No. Build and deploy AI assistants using our visual builder. The embed code is one line of JavaScript.
Can I customize the branding and UI?
Yes. Customize the assistant name, logo, colors, welcome message, suggested prompts, tone, domain, and white-label presentation.
Can I use my own domain?
Yes. Custom domains are supported, typically via enterprise options.
Does InsertChat support voice?
Yes. Voice dictation and text-to-speech let users speak instead of type.
Does InsertChat support vision?
Yes. Enable vision for assistants when images help clarify a request or context.
What tools and integrations are supported?

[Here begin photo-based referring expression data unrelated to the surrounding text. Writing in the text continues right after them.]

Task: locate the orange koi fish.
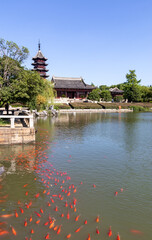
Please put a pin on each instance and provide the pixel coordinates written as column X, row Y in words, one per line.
column 37, row 214
column 32, row 231
column 97, row 231
column 55, row 228
column 68, row 215
column 13, row 231
column 7, row 215
column 68, row 236
column 97, row 219
column 41, row 210
column 118, row 237
column 77, row 218
column 59, row 229
column 56, row 209
column 89, row 237
column 22, row 211
column 37, row 195
column 16, row 214
column 110, row 232
column 38, row 221
column 78, row 229
column 3, row 232
column 47, row 236
column 134, row 231
column 25, row 185
column 25, row 223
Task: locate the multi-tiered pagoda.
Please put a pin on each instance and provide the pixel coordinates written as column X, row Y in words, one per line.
column 39, row 63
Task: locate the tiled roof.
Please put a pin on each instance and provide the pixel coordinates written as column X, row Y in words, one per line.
column 70, row 83
column 39, row 55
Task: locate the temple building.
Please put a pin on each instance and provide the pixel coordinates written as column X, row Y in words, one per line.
column 39, row 63
column 116, row 92
column 71, row 87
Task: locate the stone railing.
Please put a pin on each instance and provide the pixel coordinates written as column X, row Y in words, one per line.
column 13, row 117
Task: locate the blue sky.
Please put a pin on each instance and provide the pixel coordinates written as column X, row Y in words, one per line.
column 99, row 40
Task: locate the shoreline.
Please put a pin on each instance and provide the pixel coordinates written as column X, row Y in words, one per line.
column 94, row 110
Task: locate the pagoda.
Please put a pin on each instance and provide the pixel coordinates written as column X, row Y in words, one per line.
column 39, row 63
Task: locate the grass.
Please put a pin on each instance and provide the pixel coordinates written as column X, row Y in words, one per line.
column 85, row 105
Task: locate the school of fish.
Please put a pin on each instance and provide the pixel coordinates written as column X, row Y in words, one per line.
column 59, row 204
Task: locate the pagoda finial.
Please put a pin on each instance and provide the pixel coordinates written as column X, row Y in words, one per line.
column 39, row 45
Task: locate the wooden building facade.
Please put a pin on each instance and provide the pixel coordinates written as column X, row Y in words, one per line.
column 71, row 87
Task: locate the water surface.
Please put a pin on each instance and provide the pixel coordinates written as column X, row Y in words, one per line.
column 102, row 154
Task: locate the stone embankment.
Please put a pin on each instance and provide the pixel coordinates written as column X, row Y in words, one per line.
column 95, row 110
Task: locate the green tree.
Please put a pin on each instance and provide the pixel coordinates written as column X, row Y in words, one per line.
column 132, row 88
column 106, row 95
column 94, row 95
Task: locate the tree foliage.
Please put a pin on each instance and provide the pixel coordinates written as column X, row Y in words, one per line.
column 94, row 95
column 132, row 88
column 18, row 84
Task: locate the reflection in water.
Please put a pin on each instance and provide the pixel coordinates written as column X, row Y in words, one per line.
column 76, row 167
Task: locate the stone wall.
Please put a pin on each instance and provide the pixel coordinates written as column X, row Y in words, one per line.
column 16, row 135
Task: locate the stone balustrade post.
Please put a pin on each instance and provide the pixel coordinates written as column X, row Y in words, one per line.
column 31, row 122
column 12, row 123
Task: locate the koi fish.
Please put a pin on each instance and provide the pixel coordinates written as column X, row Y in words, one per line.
column 3, row 232
column 110, row 232
column 38, row 221
column 47, row 236
column 68, row 236
column 97, row 231
column 37, row 195
column 22, row 211
column 68, row 215
column 135, row 231
column 37, row 214
column 16, row 214
column 89, row 237
column 32, row 231
column 77, row 218
column 25, row 185
column 97, row 219
column 25, row 223
column 78, row 229
column 7, row 215
column 118, row 237
column 13, row 231
column 41, row 210
column 59, row 229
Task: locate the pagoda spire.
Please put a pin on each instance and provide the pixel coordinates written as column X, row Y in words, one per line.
column 39, row 46
column 39, row 63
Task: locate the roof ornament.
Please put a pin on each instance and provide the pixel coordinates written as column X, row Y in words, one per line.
column 39, row 46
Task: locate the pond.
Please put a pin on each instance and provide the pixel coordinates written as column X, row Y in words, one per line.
column 85, row 174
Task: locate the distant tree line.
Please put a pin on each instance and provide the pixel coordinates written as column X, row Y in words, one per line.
column 18, row 84
column 133, row 91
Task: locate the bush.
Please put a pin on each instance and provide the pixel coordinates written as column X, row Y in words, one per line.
column 94, row 95
column 85, row 105
column 106, row 95
column 61, row 106
column 118, row 98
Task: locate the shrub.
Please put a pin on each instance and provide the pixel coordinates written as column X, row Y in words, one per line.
column 85, row 105
column 118, row 98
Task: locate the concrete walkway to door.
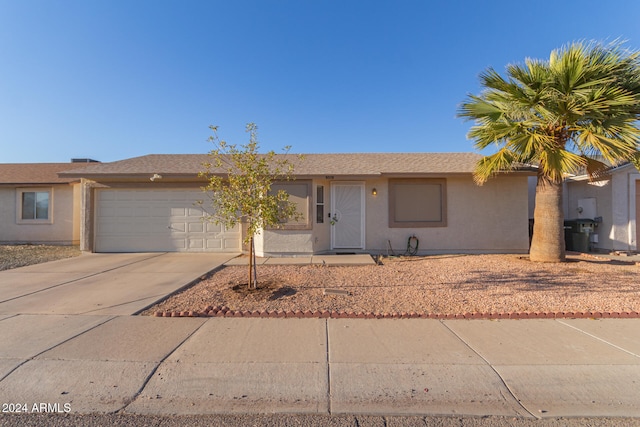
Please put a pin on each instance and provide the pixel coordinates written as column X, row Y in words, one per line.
column 104, row 284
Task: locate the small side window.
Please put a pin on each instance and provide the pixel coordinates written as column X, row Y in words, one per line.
column 320, row 204
column 34, row 206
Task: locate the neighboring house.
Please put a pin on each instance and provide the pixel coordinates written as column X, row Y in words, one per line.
column 37, row 206
column 350, row 203
column 613, row 202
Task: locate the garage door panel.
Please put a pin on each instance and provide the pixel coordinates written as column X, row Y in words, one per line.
column 157, row 221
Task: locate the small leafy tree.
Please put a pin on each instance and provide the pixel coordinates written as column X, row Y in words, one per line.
column 239, row 181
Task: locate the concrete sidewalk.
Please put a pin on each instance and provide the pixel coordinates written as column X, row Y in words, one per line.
column 144, row 365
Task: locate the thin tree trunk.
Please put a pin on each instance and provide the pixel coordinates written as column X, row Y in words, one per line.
column 250, row 282
column 547, row 243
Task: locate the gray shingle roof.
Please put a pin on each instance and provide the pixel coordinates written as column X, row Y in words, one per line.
column 363, row 164
column 35, row 173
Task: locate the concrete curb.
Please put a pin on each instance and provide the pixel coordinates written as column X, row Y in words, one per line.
column 221, row 311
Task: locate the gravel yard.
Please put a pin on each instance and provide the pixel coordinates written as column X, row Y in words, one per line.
column 446, row 284
column 14, row 256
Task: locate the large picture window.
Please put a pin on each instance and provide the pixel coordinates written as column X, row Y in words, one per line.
column 300, row 195
column 34, row 206
column 419, row 202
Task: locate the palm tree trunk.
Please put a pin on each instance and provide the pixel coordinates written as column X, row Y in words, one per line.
column 547, row 244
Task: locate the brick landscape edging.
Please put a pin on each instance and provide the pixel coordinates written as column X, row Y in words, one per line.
column 226, row 312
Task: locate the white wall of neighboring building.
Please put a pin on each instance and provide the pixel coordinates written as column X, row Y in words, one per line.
column 615, row 201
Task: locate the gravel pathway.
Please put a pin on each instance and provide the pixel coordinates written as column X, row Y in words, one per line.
column 14, row 256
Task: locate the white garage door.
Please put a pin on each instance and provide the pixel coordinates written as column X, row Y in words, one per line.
column 157, row 221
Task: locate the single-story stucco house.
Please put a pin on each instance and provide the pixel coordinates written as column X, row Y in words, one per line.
column 350, row 203
column 614, row 202
column 37, row 206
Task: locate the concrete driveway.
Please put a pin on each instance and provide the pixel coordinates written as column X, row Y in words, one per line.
column 101, row 284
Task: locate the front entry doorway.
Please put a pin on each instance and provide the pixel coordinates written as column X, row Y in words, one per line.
column 347, row 215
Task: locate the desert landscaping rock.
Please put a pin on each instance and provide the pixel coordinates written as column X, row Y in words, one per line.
column 440, row 287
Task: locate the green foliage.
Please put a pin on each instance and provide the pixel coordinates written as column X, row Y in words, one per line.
column 563, row 114
column 239, row 181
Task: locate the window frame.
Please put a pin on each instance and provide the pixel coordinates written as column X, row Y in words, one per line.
column 19, row 206
column 308, row 209
column 394, row 182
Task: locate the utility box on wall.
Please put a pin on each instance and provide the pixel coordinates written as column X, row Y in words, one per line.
column 587, row 208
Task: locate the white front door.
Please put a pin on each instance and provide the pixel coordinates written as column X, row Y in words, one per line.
column 347, row 215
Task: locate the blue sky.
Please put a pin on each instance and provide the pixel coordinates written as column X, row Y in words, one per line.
column 113, row 79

Zendesk, HubSpot, Shopify, WooCommerce, calendar booking, web search, Perplexity, and webhooks for your own systems.
Can I control which tools the assistant is allowed to use?
Yes. Tool access is controlled per assistant so you enable only what you need.
Can the agent hand off to a human?
Yes. Configure human handoff so the agent escalates when needed. Full conversation history is passed along.
Do you provide analytics?
Yes. Track chats, leads, feedback, top questions, unanswered questions, most-used sources, and content gaps.
Is it mobile friendly?
Yes. The widget and embeds work well on desktop and mobile with no separate experience needed.
What's the fastest path to a successful deployment?
Start with one assistant and a small set of high-value sources. Iterate using real questions from analytics.
What is the fastest way to get started?
Create an account. Connect one key source. Ask a test question, brand the assistant, then publish it on one page.